Ad Haiti 190 gli italiani

Nessuna notizia certa sui connazionali che vivono sull’isola. Rassicurazioni su alcune suore friulane e sul personale di una ditta di caffè umbra

Roma. Sono circa 190 gli italiani che si trovano ad Haiti, in base ai dati in possesso della Farnesina. Lo ha detto il responsabile dell'Unità di crisi del ministero degli Esteri italiano, Fabrizio Romano.

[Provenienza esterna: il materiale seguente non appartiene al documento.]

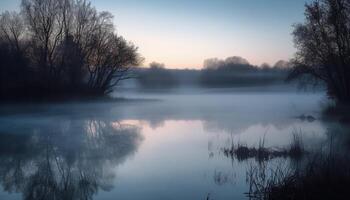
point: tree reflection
(68, 160)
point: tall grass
(322, 176)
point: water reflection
(65, 160)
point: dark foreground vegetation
(320, 177)
(61, 48)
(323, 43)
(261, 153)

"Ci risulta che ad Haiti ci sono 180 connazionali iscritti all'anagrafe consolare ai quali va aggiunta un'altra decina di italiani che si sono iscritti al sito della Farnesina, ‘Dove siamo nel mondo’ - ha aggiunto Romano -. Non possiamo naturalmente escludere che ve ne siano altri che non sono registrati al consolato e neanche al sito".
Intanto hanno fatto sapere di star bene, con un messaggio via cellulare, le due religiose friulane che operano ad Haiti e di cui non si avevano notizie dopo il sisma della scorsa notte. Lo ha riferito la presidente dell'associazione "Pane Condiviso", Ivana Agosto. "Abbiamo contattato via cellulare - ha detto - un giovane che abita vicino alla casa delle suore, alla Citè Militaire. Ci ha detto di aver ricevuto un sms con scritto 'Stiamo bene', poi - ha concluso - la comunicazione è caduta". Le due suore, Anna D'Angela e Olivia Pia Colussi, sono nell'isola caraibica da oltre 50 anni e gestiscono attività di sostegno a bambini e famiglie.

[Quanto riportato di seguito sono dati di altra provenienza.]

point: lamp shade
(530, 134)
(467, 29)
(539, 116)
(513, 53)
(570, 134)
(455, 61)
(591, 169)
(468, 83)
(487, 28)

Nessun ferito neppure per la Pascucci Caffè, l’azienda italiana nel settore del caffè. "Siamo riusciti a contattare quasi tutti quelli che lavorano per noi e abbiano saputo che stanno bene": lo ha reso noto un responsabile della ditta, di Montecerignone in provincia di Pesaro-Urbino che opera ad Haiti. Contattata al telefono dall'Italia, Diane Nsengiyumva un'agronoma di origine burundese dipendente della Pascucci, ha detto che lei, suo marito e i 150 contadini che lavorano per l'azienda nell'ambito di un progetto equo-solidale per la coltivazione del caffè, sono tutti salvi, anche perché residenti a qualche km al di fuori di Port-au-Prince.  La donna ha aggiunto tuttavia di non essere riuscita ad entrare in contatto con altre due persone, haitiane, che collaborano con la Pascucci caffè.
Notizie rassicuranti anche dall’Ambasciata italiana. "Stanno tutti beni i dodici italiani della ditta Ghella che si trovano in un cantiere nel nord di Haiti, a una cinquantina di chilometri da Port-Au-Prince", ha detto Gianfranco del Pero, responsabile dell'ambasciata italiana nella vicina Repubblica Dominicana.

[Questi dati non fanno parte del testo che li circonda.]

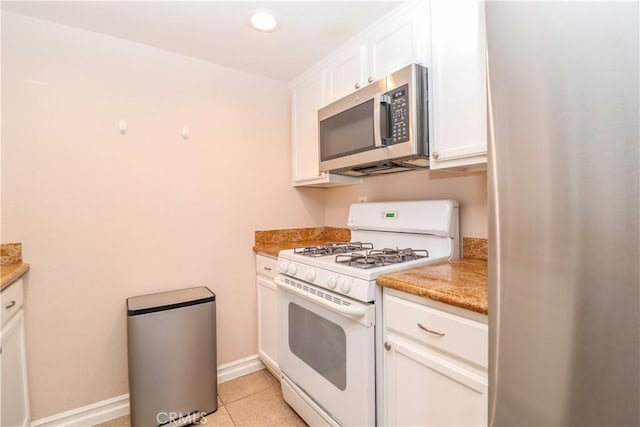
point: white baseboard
(89, 415)
(238, 368)
(118, 406)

Il diplomatico, che si trova a Santo Domingo, ha ribadito  che per ora è impossibile entrare in contatto telefonico con Haiti. "Siamo insieme a dei colleghi francesi e neanche loro riescono a sapere nulla della loro ambasciata a Port-au-Prince. A quanto sembra, ha precisato del Pero, una parte della sede dell'ambasciata sarebbe crollata".